The hormonal differences, especially oestrogen and oestrogen receptor (ER), are very representative of the biologic traits. The levels of oestrogen and ER in the female are known to differ before and after menopause; so there is an oestrogen and ER hypothesis that in postmenopausal women, the survival advantage from oestrogen against men should decline or even completely vanish. Since age is commonly considered as a surrogate for menopause, and only 5% of women enter menopause after age 55 years (McKinlay et al, 1992), the survival differences of male and female patients were examined in three age groups. We found that the sex differences existed across all end points in premenopausal age (45 years), restricted to DMFS in menopausal age (46–54 years), and totally disappeared after menopause (55 years). Therefore, this finding highly supports the oestrogen and ER hypothesis. Actually, this oestrogen-related sex disparity had already been displayed in the incidence of developing nasopharyngeal carcinoma (Xie et al, 2013). Unfortunately, little is known about the association of female hormone and survival or the underlying mechanism. This is likely to be the functional result of genetic variants, for example, the VEGF-2578 CC genotype, which was associated with tumour progression and frequently involved with the male patients as indicated by Nasr et al (2008). Additionally, it was reported that inhibition of ER-α with a repressor (NAG7) could promote nasopharyngeal carcinoma invasion via upregulation of JNK2/AP-1/MMP1 pathways (Huang et al, 2009).

Apart from the hormonal differences, another way in which the intrinsic biologic traits of sex directly exert is the response rate and probability of side effects from treatment, especially the chemotherapy. Sex-biased expression levels of metabolic enzymes and transporters in liver and kidney lead to different pharmacokinetics for most common anti-cancer drugs. In women, half-life is often longer, which exactly results in a better response rate of cisplatin in female NPC without increasing toxicity (Schmetzer and Florcken, 2012). Finally, other literature-mentioned plausible explanations for the female advantage include the differences in immune homeostasis (Bouman et al, 2005) and body iron stores (Mascitelli and Goldstein, 2013). Further researches are warranted to confirm or exclude any of these hypothetical biologic explanations.

The major strength of this study lies in the investigation of sex effect in nasopharyngeal carcinoma using propensity score matching and multivariate analysis. This directly addressed the limitations of divergent confounders, treatment heterogeneity and selection bias associated with the retrospective assessment of observational data (Austin, 2009). Additional strength is that the common hypotheses to explain the sex differences were tested, for the first time, in separate groups of matched male and female nasopharyngeal carcinoma patients.

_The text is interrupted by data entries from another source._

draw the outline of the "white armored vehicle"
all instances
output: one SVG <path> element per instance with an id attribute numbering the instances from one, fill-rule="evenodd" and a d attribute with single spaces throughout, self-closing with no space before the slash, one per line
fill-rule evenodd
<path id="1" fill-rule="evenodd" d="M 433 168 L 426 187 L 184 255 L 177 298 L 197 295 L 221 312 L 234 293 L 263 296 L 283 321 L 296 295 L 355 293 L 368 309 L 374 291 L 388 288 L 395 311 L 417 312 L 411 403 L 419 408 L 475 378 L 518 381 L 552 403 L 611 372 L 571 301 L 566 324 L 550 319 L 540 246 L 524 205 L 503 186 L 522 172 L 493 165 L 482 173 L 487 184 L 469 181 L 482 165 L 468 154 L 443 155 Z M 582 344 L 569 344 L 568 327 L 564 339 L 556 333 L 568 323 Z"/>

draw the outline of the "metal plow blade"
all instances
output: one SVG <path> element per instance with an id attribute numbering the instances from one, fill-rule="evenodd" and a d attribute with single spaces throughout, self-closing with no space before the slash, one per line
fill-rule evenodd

Anyway, it was a limitation that the presented data were derived from a single institution in endemic area with expertise in diagnosing and treating this disease. Moreover, since data on DNA copy number of the Epstein-Barr virus were missing in most of cases, VCA-IgA and EA-IgA were taken as the surrogate. Finally, true anamnesis on menopausal status, data on hormonal analysis and information on hormone replacement therapy were missing in this retrospective study. However, stratified analysis by three age groups was a valuable alternative to indirectly disclose the correlation of survival differences across sex with hormone, because age is commonly considered as a surrogate for menopause. These issues would be addressed in the coming prospective study.

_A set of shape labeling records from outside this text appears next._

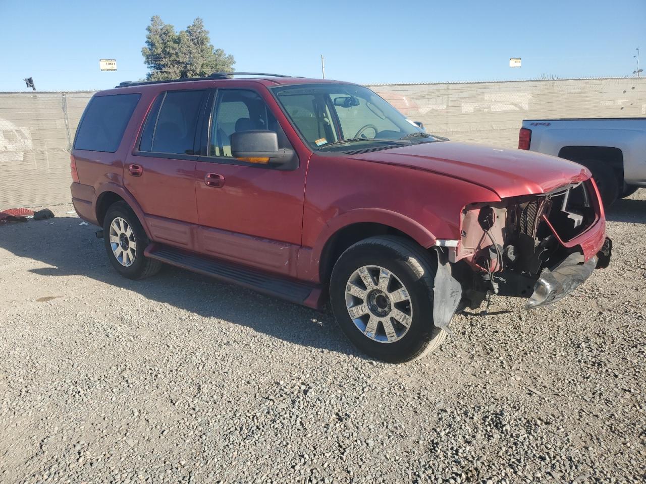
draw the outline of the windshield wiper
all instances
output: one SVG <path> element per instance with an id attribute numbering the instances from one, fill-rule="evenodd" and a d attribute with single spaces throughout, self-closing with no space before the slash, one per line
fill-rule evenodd
<path id="1" fill-rule="evenodd" d="M 410 139 L 411 138 L 430 138 L 431 135 L 428 133 L 422 133 L 421 131 L 415 131 L 414 133 L 410 133 L 406 135 L 405 136 L 402 136 L 400 139 Z"/>
<path id="2" fill-rule="evenodd" d="M 318 149 L 322 150 L 328 146 L 333 146 L 336 145 L 344 145 L 346 143 L 354 143 L 355 141 L 377 141 L 379 143 L 390 143 L 395 145 L 399 144 L 399 139 L 382 139 L 380 138 L 349 138 L 348 139 L 340 139 L 334 143 L 328 143 L 327 145 L 320 146 Z"/>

In conclusion, sex significantly affected the survival of nasopharyngeal carcinoma, with a definite female advantage across all end points, independent of other prognostic factors. This female survival advantage persisted in all stages of this cancer, but disappeared among postmenopausal women. It was strongly associated with the underlying biologic traits of sex, rather than the behavioural sex disparities. Sex is of great necessity to be stratified for analysis in the upcoming randomised controlled trials.